Citi shines beneficent beacon on HK's underprivileged
We're going to be charitable to banks for a change. Well, Citi at least.
The bank's employees will be able to take their minds off concerns about bonuses and lay-offs today and give something back to the community in a global event to show concern for the environment and the underprivileged.
Global Community Day will see 40,000 of the bank's staff in more than 100 countries volunteering to take part in charity events.
Locally, more than 1,000, or about a third of the staff, will be involved in 21 projects led by Asia-Pacific chief executive Ajay Banga, who will join an arts and crafts class with underprivileged children, while new Hong Kong country head Zhang Shengman will be helping clear the grounds at Island House, Tai Po.
There are also games, nature rambles and a farm camp. But the one event that caught our eye was financial education for the elderly.
We hope the bank doesn't think we're being uncharitable to suggest that they should stay away from the subject of minibonds.
Unwilling to lose weight
Our piece last week about surreptitious downsizing of goods from takeaway food outlets, vending machines and supermarkets with no accompanying reduction in price, definitely struck a chord.
Several readers sent in their own examples, citing packs of butter, bacon and cold meats, packets of snacks, tins of powdered milk and jars of spaghetti sauce.
Mr Juicy was singled out for downsizing its 2.4 litre bottles of orange juice to 2 litres although, as the reader pointed out, it's not all negative as the new bottle is not so heavy to carry home.

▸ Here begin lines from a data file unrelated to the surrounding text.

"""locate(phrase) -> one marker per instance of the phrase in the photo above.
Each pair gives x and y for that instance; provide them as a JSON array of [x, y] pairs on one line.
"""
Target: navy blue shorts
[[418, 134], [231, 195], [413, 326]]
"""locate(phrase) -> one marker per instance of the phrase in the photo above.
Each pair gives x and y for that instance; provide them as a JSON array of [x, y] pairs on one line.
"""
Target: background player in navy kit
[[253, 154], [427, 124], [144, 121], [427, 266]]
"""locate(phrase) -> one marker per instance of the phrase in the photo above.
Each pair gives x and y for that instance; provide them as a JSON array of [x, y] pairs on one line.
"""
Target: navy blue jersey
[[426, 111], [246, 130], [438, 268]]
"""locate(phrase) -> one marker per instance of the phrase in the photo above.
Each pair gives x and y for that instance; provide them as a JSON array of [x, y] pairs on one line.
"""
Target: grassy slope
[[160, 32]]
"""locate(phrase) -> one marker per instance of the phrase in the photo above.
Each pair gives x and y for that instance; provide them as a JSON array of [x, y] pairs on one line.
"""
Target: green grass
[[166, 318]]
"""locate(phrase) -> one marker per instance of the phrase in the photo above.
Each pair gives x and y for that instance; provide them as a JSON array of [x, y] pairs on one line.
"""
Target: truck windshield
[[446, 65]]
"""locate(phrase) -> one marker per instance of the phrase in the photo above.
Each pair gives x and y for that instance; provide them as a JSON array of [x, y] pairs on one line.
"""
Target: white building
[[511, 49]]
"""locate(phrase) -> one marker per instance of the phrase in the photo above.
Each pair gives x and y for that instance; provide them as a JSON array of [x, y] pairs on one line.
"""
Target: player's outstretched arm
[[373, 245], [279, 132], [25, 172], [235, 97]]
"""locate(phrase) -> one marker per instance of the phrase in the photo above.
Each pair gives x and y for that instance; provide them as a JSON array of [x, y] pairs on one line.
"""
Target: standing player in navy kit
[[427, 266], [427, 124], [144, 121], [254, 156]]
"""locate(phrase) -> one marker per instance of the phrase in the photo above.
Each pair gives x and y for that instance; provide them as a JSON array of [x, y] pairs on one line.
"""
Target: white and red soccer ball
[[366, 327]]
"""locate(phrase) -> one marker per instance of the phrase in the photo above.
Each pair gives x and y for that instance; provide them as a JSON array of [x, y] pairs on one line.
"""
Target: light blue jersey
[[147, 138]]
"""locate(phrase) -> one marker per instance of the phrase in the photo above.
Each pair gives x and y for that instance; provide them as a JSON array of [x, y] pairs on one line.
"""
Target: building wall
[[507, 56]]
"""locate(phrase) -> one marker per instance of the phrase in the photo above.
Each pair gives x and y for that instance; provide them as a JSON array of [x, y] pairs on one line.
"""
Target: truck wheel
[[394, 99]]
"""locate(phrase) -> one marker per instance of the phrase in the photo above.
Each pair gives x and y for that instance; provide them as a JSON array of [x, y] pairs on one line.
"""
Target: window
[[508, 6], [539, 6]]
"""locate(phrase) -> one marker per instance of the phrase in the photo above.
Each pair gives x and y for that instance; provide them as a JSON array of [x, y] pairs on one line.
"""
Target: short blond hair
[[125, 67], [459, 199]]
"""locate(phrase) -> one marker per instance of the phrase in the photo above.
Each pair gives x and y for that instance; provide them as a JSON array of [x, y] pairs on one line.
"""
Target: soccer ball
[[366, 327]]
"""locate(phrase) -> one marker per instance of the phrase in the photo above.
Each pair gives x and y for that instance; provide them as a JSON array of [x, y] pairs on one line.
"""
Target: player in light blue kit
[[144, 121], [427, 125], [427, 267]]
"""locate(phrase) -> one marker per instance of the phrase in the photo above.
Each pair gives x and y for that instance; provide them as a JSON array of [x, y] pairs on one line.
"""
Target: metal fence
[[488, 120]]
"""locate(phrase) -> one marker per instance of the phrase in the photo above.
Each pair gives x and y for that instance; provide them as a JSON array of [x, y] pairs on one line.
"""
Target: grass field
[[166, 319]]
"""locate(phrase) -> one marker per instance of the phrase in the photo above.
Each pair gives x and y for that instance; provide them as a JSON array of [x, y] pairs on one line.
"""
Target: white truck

The most long-term example involves Cafe de Coral. 'The standard portion of rice in a set lunch many years ago was so big and I could never finish it,' one observer wrote. 'But these days the portion has shrunk to about 60 per cent.'
If you have difficulty understanding the current world financial meltdown, this might help explain how it happened.
Once upon a time in a village, a man appeared and announced that he would buy monkeys for $10. The villagers seeing there were many monkeys around, went out to the forest and started catching them. The man bought thousands at $10, but, as the supply started to diminish, the villagers stopped their efforts.
The man further announced that he would now buy at $20. This renewed the efforts of the villagers and they started catching monkeys again. Soon the supply diminished even further and people started going back to their farms. The offer rate increased to $25 and the supply of monkeys became so little that it was an effort to even see a monkey, let alone catch it!
The man now announced that he would buy monkeys at $50. However, since he had to go to the city on some business, his assistant would now act as buyer on his behalf.
In the absence of the man, the assistant told the villagers: Look at all these monkeys in the big cage that the man has collected. I will sell them to you at $35 and when he returns from the city, you can sell them back to him for $50. The villagers squeezed together their savings and bought all the monkeys.
They never saw the man nor his assistant again, only monkeys everywhere.
Shock, horror, bombshell
The Foreign Correspondents Club has been making news for all the wrong reasons lately.
First it was toys being thrown out of the pram by the organisers of the annual charity ball, then came the peculiar court case over Baroness Baillieu's expulsion.
But members are likely to be more concerned about the club having to raise prices in its renowned upstairs dining room. FCC president Ernst Herb laments the fact that it is happening on his watch but says the Central watering hole has been absorbing price rises for long enough.
Will this financial crisis ever end?